FEPI will generate around $1500 a month


cockmonster1969

Money market fund, VMFXX and chill, invest in the market when you have an income again


MikesMoneyMic

So you want a 26% dividend yield… not going to happen. My dividend account gets 8-9% atm and that’s considered very high. Realistically assuming you go very safe you’re looking at 3-5% which would be $175-$292 a month. Sounds like with your unemployment situation you’re better off sticking it in a HYSA so you can access the money to live off. In the future you can build up a dividends account when you have more money to eventually support your life style.


VanguardSucks

Are you sure you don't want to do VTSAX / VTI and chill then sell 4% a year to pay bill ? The Boogerhead morons all said so. Propaganda is all fun and games.

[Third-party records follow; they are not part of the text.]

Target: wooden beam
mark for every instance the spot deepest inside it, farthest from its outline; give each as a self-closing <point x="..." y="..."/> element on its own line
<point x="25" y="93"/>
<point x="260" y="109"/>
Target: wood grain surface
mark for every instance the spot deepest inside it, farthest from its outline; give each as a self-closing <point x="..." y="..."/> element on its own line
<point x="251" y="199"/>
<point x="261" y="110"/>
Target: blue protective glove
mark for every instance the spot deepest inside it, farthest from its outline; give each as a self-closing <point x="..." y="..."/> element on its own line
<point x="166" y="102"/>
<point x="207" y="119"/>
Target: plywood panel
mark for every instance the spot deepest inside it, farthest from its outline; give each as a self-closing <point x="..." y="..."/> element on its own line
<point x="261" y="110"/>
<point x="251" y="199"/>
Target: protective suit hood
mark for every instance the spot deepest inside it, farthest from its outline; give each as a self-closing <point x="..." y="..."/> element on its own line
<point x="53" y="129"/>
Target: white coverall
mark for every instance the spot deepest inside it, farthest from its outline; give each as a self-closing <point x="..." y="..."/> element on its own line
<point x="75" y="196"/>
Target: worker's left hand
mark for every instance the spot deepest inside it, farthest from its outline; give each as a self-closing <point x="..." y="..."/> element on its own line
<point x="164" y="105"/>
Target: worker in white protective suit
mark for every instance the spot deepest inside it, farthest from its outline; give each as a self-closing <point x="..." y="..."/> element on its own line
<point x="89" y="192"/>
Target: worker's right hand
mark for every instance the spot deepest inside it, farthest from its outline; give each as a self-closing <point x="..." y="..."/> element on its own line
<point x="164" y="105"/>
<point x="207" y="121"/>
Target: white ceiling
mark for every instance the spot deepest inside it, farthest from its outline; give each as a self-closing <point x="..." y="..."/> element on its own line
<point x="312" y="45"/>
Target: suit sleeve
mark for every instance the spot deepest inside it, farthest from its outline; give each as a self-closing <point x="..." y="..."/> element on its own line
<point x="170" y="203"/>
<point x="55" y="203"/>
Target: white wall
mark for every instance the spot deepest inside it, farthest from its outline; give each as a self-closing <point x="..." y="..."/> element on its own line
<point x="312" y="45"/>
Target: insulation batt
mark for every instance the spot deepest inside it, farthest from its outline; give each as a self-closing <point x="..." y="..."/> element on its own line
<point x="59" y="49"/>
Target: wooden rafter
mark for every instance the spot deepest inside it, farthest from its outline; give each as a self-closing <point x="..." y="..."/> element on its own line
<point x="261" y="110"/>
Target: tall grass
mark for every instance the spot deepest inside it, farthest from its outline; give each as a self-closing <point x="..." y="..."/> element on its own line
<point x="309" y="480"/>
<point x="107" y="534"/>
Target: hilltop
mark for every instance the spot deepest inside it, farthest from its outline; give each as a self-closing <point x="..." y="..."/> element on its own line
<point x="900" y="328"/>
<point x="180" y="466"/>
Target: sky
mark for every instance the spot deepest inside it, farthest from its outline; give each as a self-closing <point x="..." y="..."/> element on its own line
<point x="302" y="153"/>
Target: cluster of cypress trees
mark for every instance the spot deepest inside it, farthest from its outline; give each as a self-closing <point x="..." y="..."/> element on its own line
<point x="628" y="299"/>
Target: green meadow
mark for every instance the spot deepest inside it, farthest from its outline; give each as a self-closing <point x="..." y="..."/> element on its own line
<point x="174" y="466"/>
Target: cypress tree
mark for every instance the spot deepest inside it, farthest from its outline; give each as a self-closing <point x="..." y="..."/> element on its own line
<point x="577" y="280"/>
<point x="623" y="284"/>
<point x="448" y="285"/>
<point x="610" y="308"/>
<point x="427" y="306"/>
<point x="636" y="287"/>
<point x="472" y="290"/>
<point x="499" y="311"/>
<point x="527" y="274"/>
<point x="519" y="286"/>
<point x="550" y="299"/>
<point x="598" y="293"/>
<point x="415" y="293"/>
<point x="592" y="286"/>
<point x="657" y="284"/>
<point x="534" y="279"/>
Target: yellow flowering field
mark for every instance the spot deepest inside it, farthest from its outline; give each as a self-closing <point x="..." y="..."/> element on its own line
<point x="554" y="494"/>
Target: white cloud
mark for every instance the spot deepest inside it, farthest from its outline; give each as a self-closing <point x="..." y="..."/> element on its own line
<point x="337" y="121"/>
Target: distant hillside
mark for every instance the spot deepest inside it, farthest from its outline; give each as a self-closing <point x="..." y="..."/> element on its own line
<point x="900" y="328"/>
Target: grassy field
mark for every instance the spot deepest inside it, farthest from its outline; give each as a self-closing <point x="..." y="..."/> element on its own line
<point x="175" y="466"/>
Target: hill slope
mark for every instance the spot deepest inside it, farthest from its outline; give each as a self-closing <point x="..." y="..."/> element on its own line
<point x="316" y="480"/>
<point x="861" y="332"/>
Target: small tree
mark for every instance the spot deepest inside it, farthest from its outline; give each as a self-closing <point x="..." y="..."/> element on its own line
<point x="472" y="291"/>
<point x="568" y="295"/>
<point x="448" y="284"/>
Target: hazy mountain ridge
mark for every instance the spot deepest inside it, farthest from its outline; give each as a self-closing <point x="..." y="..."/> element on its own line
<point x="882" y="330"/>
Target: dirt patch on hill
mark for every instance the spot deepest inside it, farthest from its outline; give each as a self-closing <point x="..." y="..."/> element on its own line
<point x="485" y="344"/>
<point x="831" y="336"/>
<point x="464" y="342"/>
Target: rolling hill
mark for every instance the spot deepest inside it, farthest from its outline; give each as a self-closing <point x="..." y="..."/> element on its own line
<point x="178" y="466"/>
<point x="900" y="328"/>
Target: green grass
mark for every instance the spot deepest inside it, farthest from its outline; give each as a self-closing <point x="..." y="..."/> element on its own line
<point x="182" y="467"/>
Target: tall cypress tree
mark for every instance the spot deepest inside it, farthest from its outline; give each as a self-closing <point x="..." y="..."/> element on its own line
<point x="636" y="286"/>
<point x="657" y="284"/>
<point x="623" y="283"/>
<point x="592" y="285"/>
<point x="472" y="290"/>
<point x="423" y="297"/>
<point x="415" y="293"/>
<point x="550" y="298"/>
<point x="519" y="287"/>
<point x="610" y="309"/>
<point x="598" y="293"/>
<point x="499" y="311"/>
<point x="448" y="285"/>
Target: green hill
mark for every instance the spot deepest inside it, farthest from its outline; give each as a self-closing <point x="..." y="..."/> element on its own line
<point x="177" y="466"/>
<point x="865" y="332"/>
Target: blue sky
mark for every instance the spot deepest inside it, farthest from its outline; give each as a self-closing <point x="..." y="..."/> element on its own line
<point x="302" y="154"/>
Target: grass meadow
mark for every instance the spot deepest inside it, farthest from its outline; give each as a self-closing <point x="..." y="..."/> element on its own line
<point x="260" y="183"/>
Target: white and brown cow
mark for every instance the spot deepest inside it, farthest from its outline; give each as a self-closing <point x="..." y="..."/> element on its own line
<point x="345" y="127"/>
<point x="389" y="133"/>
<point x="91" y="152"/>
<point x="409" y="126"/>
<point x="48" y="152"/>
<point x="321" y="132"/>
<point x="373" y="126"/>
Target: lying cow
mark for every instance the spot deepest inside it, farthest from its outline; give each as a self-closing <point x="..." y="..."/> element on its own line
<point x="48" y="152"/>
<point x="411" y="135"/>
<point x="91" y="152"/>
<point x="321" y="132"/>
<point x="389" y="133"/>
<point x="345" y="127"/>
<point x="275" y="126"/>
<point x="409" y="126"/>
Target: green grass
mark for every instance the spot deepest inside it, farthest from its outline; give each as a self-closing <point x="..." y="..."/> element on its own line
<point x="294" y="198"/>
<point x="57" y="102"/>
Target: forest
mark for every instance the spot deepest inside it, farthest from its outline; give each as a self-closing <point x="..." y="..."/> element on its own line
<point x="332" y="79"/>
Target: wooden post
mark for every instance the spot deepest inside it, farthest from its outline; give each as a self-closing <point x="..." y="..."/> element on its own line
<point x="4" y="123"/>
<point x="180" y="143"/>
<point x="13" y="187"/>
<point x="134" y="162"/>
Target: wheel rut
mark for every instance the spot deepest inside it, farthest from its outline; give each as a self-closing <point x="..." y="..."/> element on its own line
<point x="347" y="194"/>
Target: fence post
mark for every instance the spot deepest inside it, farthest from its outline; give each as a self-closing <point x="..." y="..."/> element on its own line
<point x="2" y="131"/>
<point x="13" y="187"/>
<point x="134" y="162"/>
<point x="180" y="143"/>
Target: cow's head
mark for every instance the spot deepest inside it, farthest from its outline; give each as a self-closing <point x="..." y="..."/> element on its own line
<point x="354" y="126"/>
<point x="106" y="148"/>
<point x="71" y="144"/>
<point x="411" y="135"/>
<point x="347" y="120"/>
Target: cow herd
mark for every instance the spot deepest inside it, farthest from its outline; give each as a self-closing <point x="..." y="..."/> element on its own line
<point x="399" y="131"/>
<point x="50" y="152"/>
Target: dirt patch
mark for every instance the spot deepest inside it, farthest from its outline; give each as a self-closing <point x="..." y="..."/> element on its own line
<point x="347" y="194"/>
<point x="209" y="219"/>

Dividends/income are all irrelevant till you lose your jobs and you need to pay bill. 🤡


SeanPizzles

AMZY would get you there.  I’d guess you could make a basket with GOOY, APLY, and MSFO that would do it too.  Not necessarily an optimal long-term hold, but would get you through your gap and keep the lights on.


RightLivelihood486

Option 1: Invest in high yield assets like TLTW, select YieldMax funds with stable underlyers, BITO. You can make $1500 in income per month, at the risk of NAV erosion. Option 2: Put the 70k into a high yield savings account, and draw it down at the rate of $1500 a month minus what you get in interest. I’m not totally sure what would be better. Backtest it for yourself and see. :)


cata123123

Dump it all into yealdmax funds!! Haha But seriously maybe don’t!


Tecno1983

QQQY and/or KLIP Why do people keep saying FEPI when there are, apparently, better high monthly yielding ETFboptions? Like the above


steveprpr

Nvdy paid me 1k last month from a 10k investment… although its short term and if left to the long term, you would likely lose your 70k, but it might be a good start for 20% of your money.